1. During 2003-04, the ITES-BPO segment is estimated to have achieved a 54 percent growth in revenues as compared to the previous year.
2. ITES exports accounted for US$ 3.6 billion in revenues, up from US$ 2.5 billion in 2002-03.
3. The ITES-BPO segment also proved to be a major opportunity for job seekers, creating employment for around 74,400 additional personnel in India during 2003-04.
4. The number of Indians working for this sector jumped to 245,500 by March, 2004.

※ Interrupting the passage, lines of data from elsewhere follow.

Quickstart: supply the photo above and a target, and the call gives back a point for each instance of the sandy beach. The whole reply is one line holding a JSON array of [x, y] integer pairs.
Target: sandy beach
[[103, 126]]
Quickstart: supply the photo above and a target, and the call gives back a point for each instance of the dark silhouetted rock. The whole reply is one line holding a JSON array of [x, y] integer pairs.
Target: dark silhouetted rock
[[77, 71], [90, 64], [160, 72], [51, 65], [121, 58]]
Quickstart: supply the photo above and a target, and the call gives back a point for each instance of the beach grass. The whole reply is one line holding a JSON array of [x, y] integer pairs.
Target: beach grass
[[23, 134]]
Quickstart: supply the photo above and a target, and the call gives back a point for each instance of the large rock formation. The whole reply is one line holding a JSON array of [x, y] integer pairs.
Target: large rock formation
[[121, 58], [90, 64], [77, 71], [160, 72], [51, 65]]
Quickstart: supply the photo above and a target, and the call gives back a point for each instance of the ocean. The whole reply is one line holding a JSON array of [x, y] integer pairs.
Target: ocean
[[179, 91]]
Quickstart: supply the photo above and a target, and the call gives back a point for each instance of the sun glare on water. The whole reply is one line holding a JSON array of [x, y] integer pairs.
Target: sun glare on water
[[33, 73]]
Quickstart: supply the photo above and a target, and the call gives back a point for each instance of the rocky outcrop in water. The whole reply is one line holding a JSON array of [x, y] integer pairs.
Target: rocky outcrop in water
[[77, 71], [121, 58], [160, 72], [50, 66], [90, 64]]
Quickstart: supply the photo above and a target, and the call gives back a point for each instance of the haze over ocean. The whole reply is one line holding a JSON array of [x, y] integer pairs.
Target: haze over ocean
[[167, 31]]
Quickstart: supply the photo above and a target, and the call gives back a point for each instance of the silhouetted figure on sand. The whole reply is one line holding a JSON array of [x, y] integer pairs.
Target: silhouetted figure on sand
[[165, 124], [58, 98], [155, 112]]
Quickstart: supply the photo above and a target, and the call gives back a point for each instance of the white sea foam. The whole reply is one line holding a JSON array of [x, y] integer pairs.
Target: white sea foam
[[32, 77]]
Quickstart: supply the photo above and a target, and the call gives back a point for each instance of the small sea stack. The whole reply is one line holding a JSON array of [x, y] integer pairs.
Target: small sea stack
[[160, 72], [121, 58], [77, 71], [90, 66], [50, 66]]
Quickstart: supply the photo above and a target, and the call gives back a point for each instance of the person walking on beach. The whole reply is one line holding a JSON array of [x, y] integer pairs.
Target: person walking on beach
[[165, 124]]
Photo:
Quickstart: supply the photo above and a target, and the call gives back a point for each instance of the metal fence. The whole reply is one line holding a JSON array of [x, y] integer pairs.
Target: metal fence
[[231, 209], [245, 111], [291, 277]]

By the year 2008, the segment is expected to employ over 1.1 million Indians, according to studies conducted by NASSCOM and leading business Intelligence Company, McKinsey & Co. Market research shows that in terms of job creation, the ITES-BPO industry is growing at over 50 percent. Surveys of the Indian ITES/BPO industry in 2004 expected it to follow these trends:

1) Customer care and support services will continue to lead in terms of revenue generation, with a turnover of around US$ 1200 million in 2003-04, up from last year's turnover of US$810 million.
2) With the Financial Services segment moving into value added domains like insurance claims processing, financial management services and equity research, this segment is expected to clock the highest growth, with estimates of US$820 million in revenue in 2003-04, up from US$510 million in 2002-03.
3) HR services are also expected to grow and revenues are expected to touch US$70 million during 2003-04, thereby providing latent opportunities to the industry's dominant players.
4) This segment has also been identified as a high growth area within the industry, and is expected to generate revenues of around US$430 million for 2003-04, up from US$210 million in 2002-03.
5) Revenues from the administration services segment are expected to increase from US$ 310 million in 2002-03, to US$540 million during 2003-04.
6) The content development services segment which includes engineering and design services, digitization (GIS), animation, network management and biotech research, is expected clock a turnover of around US$520 million in 2003-04.
The availability of technically trained and skilled manpower in the process of India Outsourcing is making companies across the world look at the country as a profitable base to shift their high-end support services. Companies like COLT Technology Services are considering Outsourcing their technical back-office support work to India.

Other areas are high-end network engineering/management support. Another field which is showing immense potential is that of digital content creation and animation. Animation studios like Walt Disney, MGM and Warner Brothers are already outsourcing low-end work like clean-ups, tweening and modeling to India.

The availability of skilled and trained manpower and India's ability to keep in step with the latest technological advances in the industry is prompting foreign studios to consider India as a base to shift other high-end animation work like storyboarding and developing original content for animated films ad TV series.

Tele-radiology is the next segment that holds great promise, mainly due to the time zone differences and the availability of highly skilled radiologists and companies like Teleradiology Solutions have been offering their services to US and South-East Asian hospitals for the past two years.